Warmup: I used no warmup during training.

LR determination: I used a learning rate that was determined from grid search. Literature supports a Hessian determined learning rate (https://arxiv.org/abs/1708.07120).

Validation split: In my first run there were oscillations in my validation. I wanted to determine if these were data artifacts or instability artifacts.

Speed: My training was slow! I wanted faster training.

Datalake Workers: The workers would toggle off and on rapidly trying to match the consumption. My base workers were fine but I required a fractional number of workers more than the minimum to match the consumption. The toggling was an artifact from improper hysteresis of my workers.

Data (Datalake Workers, Validation Split)

I started upstream of the model for my work. The orchestrator streamed all my data to one lake then pulled off a one time validation split. There was no decay split. Now, I pull a stream into an intermediate lake which then selects decay, validation or train split. Each split has its own limitations and data caps. This streaming setup prevents leakage across splits.

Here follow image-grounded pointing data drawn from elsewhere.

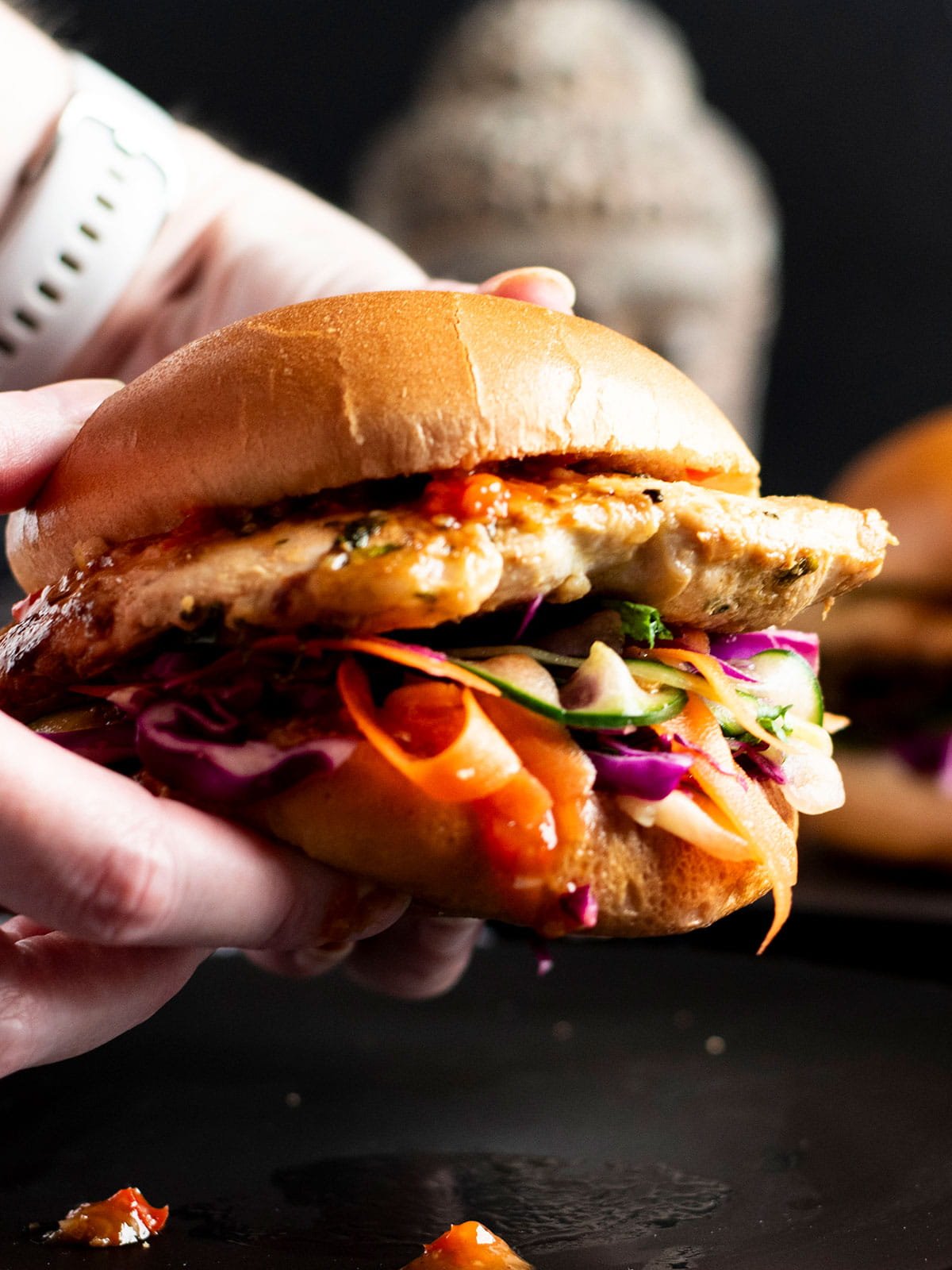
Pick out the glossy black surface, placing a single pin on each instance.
(644, 1108)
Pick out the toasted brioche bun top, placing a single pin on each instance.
(908, 476)
(325, 394)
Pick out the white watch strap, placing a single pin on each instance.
(83, 222)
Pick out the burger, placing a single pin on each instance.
(463, 596)
(888, 658)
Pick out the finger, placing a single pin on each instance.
(36, 427)
(304, 963)
(22, 929)
(420, 956)
(90, 852)
(60, 996)
(536, 285)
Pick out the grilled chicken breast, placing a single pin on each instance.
(711, 559)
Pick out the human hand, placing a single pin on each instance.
(245, 241)
(120, 895)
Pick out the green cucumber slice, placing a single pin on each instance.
(611, 709)
(786, 679)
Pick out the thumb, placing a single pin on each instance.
(36, 427)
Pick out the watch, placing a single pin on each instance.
(88, 213)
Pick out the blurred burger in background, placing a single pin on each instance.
(888, 657)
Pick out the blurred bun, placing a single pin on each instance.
(365, 818)
(892, 813)
(359, 387)
(908, 478)
(900, 625)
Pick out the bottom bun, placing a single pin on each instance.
(368, 821)
(892, 812)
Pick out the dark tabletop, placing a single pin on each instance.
(647, 1105)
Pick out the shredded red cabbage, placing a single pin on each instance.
(754, 756)
(531, 610)
(641, 772)
(106, 745)
(742, 647)
(171, 747)
(579, 906)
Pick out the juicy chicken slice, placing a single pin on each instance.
(716, 560)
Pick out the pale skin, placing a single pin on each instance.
(120, 895)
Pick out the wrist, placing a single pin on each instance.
(35, 86)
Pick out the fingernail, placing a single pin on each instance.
(76, 399)
(535, 283)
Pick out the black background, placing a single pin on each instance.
(848, 102)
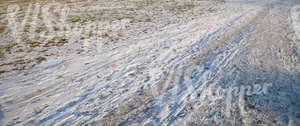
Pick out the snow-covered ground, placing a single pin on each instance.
(234, 62)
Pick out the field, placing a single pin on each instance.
(151, 62)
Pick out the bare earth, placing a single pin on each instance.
(234, 62)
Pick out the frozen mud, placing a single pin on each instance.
(204, 63)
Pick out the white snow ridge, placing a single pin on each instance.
(150, 62)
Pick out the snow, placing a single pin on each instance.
(217, 63)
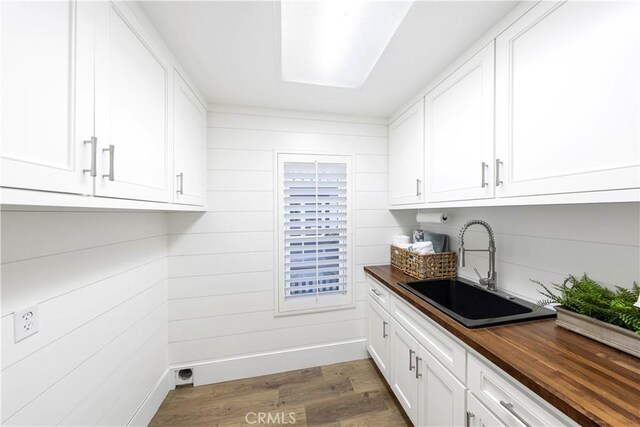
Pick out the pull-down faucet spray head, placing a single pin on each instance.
(491, 280)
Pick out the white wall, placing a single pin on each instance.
(546, 243)
(100, 280)
(221, 263)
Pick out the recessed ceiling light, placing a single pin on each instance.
(336, 42)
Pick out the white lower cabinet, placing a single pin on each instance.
(478, 415)
(428, 392)
(378, 337)
(438, 380)
(404, 349)
(509, 401)
(440, 395)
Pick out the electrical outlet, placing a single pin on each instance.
(25, 323)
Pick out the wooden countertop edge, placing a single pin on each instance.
(553, 396)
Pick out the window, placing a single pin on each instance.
(314, 233)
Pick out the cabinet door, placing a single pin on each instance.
(378, 337)
(189, 144)
(47, 95)
(406, 157)
(441, 398)
(459, 132)
(131, 109)
(568, 110)
(403, 368)
(478, 415)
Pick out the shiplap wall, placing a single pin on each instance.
(100, 280)
(546, 243)
(221, 263)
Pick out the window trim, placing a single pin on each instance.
(331, 303)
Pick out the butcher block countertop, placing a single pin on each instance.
(591, 383)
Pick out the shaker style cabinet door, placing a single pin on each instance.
(568, 110)
(406, 157)
(189, 144)
(132, 102)
(478, 415)
(378, 337)
(459, 132)
(441, 396)
(47, 95)
(403, 369)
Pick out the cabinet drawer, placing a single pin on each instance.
(509, 401)
(446, 351)
(378, 292)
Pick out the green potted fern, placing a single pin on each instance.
(590, 309)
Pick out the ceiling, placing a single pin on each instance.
(231, 51)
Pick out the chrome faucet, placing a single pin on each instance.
(491, 281)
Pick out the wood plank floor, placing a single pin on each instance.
(341, 395)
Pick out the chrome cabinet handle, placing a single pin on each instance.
(484, 168)
(180, 176)
(94, 145)
(469, 416)
(111, 150)
(498, 180)
(509, 407)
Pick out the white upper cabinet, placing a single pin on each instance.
(47, 95)
(567, 99)
(132, 101)
(406, 157)
(88, 108)
(459, 132)
(189, 144)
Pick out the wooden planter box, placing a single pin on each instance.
(606, 333)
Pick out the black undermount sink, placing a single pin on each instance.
(473, 306)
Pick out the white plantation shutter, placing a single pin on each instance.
(315, 236)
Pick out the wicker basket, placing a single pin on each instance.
(428, 266)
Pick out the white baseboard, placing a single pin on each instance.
(253, 365)
(149, 407)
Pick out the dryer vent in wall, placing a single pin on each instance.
(184, 377)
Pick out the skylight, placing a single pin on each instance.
(336, 42)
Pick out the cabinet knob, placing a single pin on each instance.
(180, 177)
(111, 150)
(94, 146)
(498, 180)
(469, 416)
(484, 168)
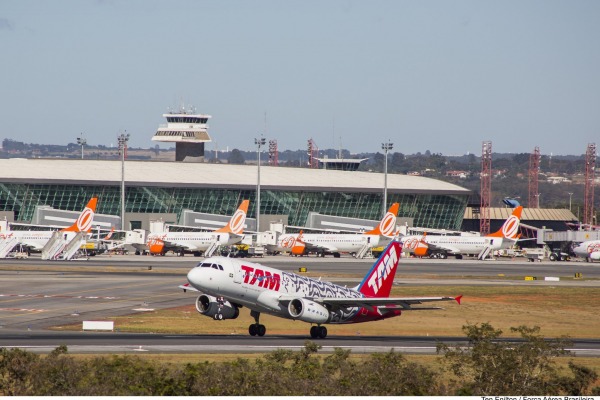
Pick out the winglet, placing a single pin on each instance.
(85, 219)
(237, 221)
(510, 228)
(387, 225)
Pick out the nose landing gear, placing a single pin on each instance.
(256, 329)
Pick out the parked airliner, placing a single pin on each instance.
(336, 243)
(228, 284)
(36, 240)
(439, 246)
(159, 243)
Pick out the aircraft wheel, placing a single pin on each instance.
(261, 330)
(322, 332)
(314, 332)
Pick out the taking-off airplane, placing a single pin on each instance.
(229, 284)
(590, 250)
(439, 246)
(36, 240)
(159, 243)
(336, 243)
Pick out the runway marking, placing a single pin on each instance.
(57, 296)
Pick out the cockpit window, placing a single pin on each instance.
(210, 265)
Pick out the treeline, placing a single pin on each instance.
(486, 366)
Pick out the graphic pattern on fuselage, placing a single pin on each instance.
(311, 288)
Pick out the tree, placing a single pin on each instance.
(491, 366)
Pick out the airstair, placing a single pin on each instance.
(60, 248)
(484, 253)
(6, 245)
(53, 246)
(364, 249)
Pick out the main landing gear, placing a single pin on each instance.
(318, 332)
(256, 329)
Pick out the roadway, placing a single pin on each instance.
(36, 295)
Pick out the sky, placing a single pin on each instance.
(435, 75)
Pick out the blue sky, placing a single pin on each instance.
(434, 75)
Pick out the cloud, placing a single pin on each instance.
(5, 25)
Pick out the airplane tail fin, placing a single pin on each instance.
(299, 245)
(510, 228)
(85, 219)
(237, 221)
(378, 281)
(387, 225)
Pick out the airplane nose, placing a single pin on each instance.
(195, 277)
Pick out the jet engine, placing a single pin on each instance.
(308, 311)
(215, 308)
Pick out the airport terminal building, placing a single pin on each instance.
(166, 190)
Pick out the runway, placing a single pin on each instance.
(36, 295)
(131, 343)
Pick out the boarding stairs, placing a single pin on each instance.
(54, 246)
(6, 245)
(60, 248)
(73, 246)
(214, 245)
(364, 249)
(484, 253)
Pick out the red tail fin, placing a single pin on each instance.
(387, 225)
(378, 281)
(510, 228)
(236, 223)
(85, 219)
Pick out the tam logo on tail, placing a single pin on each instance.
(378, 282)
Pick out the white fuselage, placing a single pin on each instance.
(35, 240)
(341, 243)
(259, 287)
(193, 241)
(455, 244)
(589, 250)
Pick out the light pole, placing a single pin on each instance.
(258, 142)
(123, 138)
(82, 142)
(386, 148)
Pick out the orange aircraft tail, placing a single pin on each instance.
(510, 228)
(85, 219)
(387, 225)
(237, 221)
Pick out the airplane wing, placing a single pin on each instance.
(168, 245)
(380, 303)
(187, 287)
(447, 249)
(389, 303)
(316, 247)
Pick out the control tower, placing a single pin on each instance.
(188, 130)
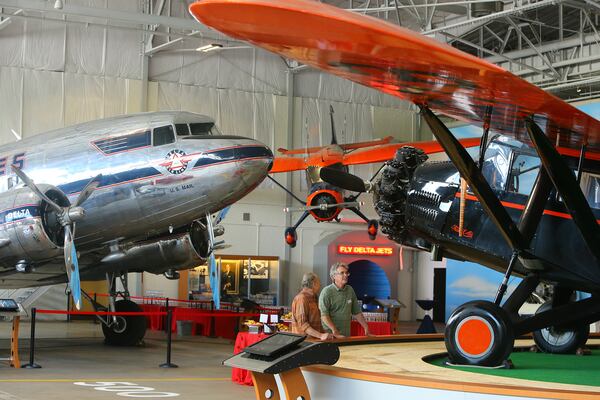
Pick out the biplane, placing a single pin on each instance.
(325, 201)
(523, 210)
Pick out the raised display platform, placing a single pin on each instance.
(393, 367)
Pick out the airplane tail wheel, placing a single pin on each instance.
(479, 333)
(128, 330)
(564, 341)
(372, 229)
(291, 237)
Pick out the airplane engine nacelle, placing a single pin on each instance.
(177, 251)
(325, 196)
(29, 228)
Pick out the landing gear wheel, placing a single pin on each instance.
(372, 229)
(479, 333)
(552, 340)
(129, 329)
(290, 237)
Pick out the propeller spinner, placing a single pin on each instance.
(67, 216)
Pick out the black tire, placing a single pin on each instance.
(479, 333)
(130, 330)
(552, 340)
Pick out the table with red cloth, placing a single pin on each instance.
(155, 322)
(375, 328)
(203, 321)
(243, 340)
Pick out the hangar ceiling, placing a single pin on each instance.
(552, 43)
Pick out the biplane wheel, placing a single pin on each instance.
(129, 329)
(479, 333)
(564, 341)
(291, 237)
(372, 229)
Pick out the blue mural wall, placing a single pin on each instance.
(466, 281)
(369, 280)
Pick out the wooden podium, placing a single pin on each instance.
(282, 354)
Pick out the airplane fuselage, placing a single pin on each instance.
(157, 177)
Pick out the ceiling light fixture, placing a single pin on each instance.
(209, 47)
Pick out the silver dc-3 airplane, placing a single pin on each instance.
(125, 194)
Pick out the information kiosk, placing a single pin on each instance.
(283, 354)
(10, 309)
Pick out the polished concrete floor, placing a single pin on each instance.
(76, 364)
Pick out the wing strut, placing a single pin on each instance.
(468, 170)
(566, 185)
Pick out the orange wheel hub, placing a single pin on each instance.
(474, 336)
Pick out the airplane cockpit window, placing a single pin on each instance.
(163, 135)
(182, 129)
(204, 129)
(524, 172)
(495, 165)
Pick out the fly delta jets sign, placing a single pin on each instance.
(365, 250)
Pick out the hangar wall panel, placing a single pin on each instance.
(11, 100)
(43, 99)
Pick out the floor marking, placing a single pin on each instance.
(84, 379)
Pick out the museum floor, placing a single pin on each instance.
(72, 353)
(76, 364)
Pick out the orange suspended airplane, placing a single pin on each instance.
(326, 201)
(553, 233)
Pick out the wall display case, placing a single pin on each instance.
(245, 277)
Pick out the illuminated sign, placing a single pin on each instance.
(366, 250)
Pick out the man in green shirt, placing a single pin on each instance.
(338, 303)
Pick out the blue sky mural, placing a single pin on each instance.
(466, 281)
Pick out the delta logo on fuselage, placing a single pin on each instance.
(177, 161)
(17, 214)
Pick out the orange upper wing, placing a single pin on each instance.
(401, 63)
(387, 151)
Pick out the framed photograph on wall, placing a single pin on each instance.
(230, 276)
(259, 269)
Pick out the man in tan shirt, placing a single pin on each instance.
(306, 317)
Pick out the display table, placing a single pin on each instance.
(224, 327)
(243, 340)
(375, 328)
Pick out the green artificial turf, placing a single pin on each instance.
(558, 368)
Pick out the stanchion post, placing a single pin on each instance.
(168, 327)
(168, 364)
(32, 364)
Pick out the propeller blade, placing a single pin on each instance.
(72, 267)
(343, 180)
(88, 190)
(29, 183)
(215, 279)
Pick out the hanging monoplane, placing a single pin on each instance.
(125, 194)
(530, 205)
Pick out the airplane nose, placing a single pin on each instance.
(255, 161)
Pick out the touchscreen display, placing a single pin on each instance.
(8, 304)
(274, 344)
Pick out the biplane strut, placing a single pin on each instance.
(561, 320)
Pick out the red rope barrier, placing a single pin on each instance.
(200, 314)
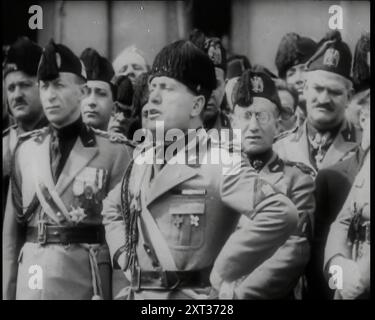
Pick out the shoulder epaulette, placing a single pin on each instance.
(285, 134)
(301, 166)
(7, 130)
(114, 137)
(37, 134)
(276, 166)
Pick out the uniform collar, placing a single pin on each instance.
(258, 161)
(74, 130)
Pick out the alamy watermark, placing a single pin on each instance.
(194, 147)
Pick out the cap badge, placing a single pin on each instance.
(214, 53)
(331, 58)
(58, 60)
(12, 66)
(257, 84)
(83, 73)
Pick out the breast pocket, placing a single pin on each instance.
(187, 221)
(89, 189)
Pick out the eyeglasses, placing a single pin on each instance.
(119, 108)
(286, 114)
(262, 117)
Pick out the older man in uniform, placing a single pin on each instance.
(130, 62)
(348, 243)
(256, 112)
(53, 227)
(333, 185)
(166, 223)
(21, 91)
(326, 137)
(97, 105)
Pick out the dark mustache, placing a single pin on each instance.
(19, 101)
(327, 106)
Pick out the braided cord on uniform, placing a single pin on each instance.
(129, 214)
(21, 217)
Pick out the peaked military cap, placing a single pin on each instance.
(236, 65)
(59, 58)
(23, 55)
(97, 67)
(255, 84)
(361, 68)
(125, 90)
(293, 50)
(184, 61)
(333, 55)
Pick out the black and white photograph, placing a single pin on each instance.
(186, 150)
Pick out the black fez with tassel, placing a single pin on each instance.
(333, 55)
(186, 63)
(23, 55)
(59, 58)
(98, 68)
(212, 46)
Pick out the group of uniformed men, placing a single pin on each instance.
(84, 218)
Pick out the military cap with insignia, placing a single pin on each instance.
(125, 90)
(293, 50)
(212, 46)
(361, 67)
(185, 62)
(236, 65)
(23, 55)
(256, 84)
(59, 58)
(98, 68)
(333, 55)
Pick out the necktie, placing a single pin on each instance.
(55, 156)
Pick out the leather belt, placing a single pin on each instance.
(45, 234)
(169, 280)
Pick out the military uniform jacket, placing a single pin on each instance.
(332, 186)
(295, 146)
(196, 208)
(9, 143)
(277, 276)
(93, 161)
(338, 241)
(10, 138)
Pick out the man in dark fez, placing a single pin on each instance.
(348, 243)
(121, 118)
(256, 112)
(215, 113)
(20, 89)
(97, 105)
(361, 78)
(326, 137)
(166, 223)
(292, 54)
(53, 223)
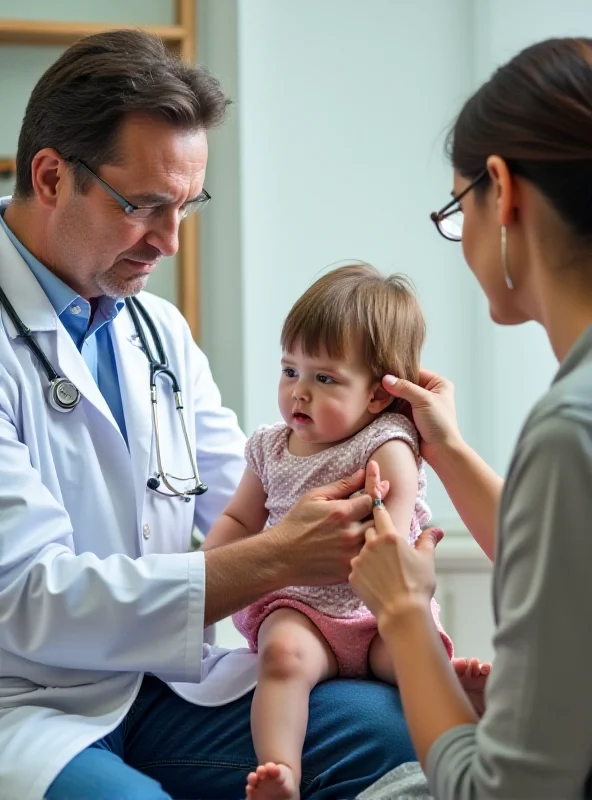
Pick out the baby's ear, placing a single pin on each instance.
(380, 399)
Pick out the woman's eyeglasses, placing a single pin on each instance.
(449, 220)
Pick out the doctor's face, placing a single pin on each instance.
(93, 244)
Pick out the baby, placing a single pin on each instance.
(351, 327)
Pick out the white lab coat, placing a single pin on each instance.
(96, 582)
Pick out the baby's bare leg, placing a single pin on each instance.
(380, 662)
(293, 658)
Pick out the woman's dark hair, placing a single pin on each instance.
(80, 102)
(536, 113)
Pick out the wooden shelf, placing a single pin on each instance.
(37, 32)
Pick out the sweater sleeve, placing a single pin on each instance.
(534, 741)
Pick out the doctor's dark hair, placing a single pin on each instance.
(357, 307)
(536, 113)
(79, 104)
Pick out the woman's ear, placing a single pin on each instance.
(380, 399)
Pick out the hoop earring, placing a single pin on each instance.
(507, 278)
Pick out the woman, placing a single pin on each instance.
(522, 156)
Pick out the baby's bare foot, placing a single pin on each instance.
(272, 782)
(473, 675)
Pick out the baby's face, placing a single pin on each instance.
(325, 400)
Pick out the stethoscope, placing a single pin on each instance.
(64, 396)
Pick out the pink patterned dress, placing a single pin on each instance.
(342, 618)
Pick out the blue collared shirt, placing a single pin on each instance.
(94, 343)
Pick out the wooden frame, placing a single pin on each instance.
(180, 37)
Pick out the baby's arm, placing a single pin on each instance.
(243, 516)
(398, 465)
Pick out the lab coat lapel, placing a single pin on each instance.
(134, 380)
(36, 312)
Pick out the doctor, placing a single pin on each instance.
(108, 685)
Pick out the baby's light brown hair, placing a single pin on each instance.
(357, 307)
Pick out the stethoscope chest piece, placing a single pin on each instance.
(63, 395)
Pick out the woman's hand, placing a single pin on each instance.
(389, 575)
(432, 405)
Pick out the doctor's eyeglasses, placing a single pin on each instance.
(145, 212)
(449, 220)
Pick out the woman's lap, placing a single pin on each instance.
(356, 734)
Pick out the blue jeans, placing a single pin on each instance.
(167, 748)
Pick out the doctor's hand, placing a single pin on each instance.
(389, 575)
(323, 531)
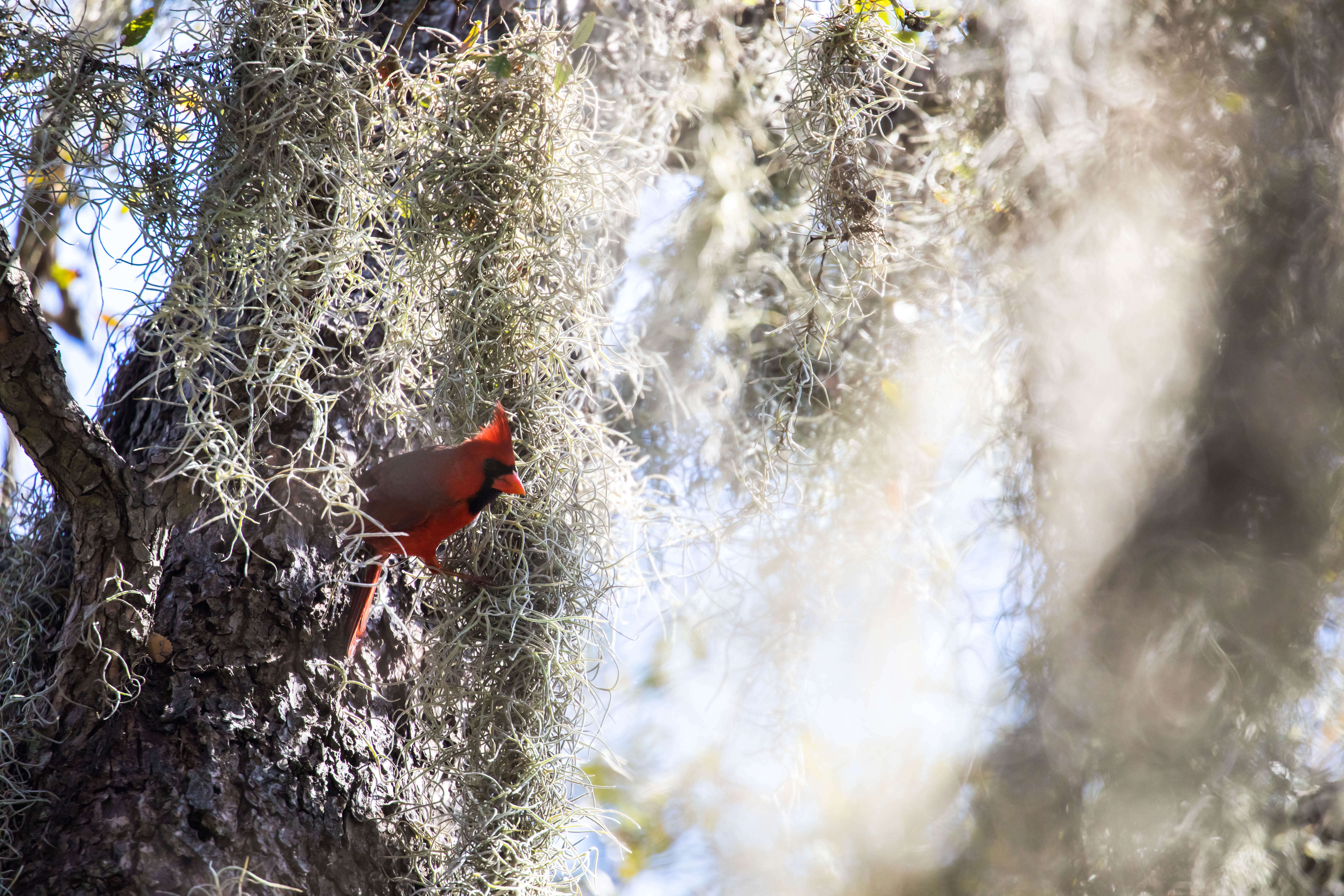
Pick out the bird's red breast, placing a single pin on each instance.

When the validation or decay split hits their cap, I randomly begin a replacement process so that these splits remain up to date with the data. In the old datalake, I assumed that the stream of data was well mixed. This was not the case. Updating the validation allowed me to track representative values.

I reduced worker churn by retiring unneeded workers only at chunk boundaries. Each worker would write a chunk (group of audio clips) to a data lake. So if a worker activated then it would write a full chunk instead of deactivating. Previously, I had the worker activation tied to write rates which lead to rapid activation - deactivation cycles. Additionally, I updated from clip accounting to byte accounting. In the prior version I was inconsistent even across script args.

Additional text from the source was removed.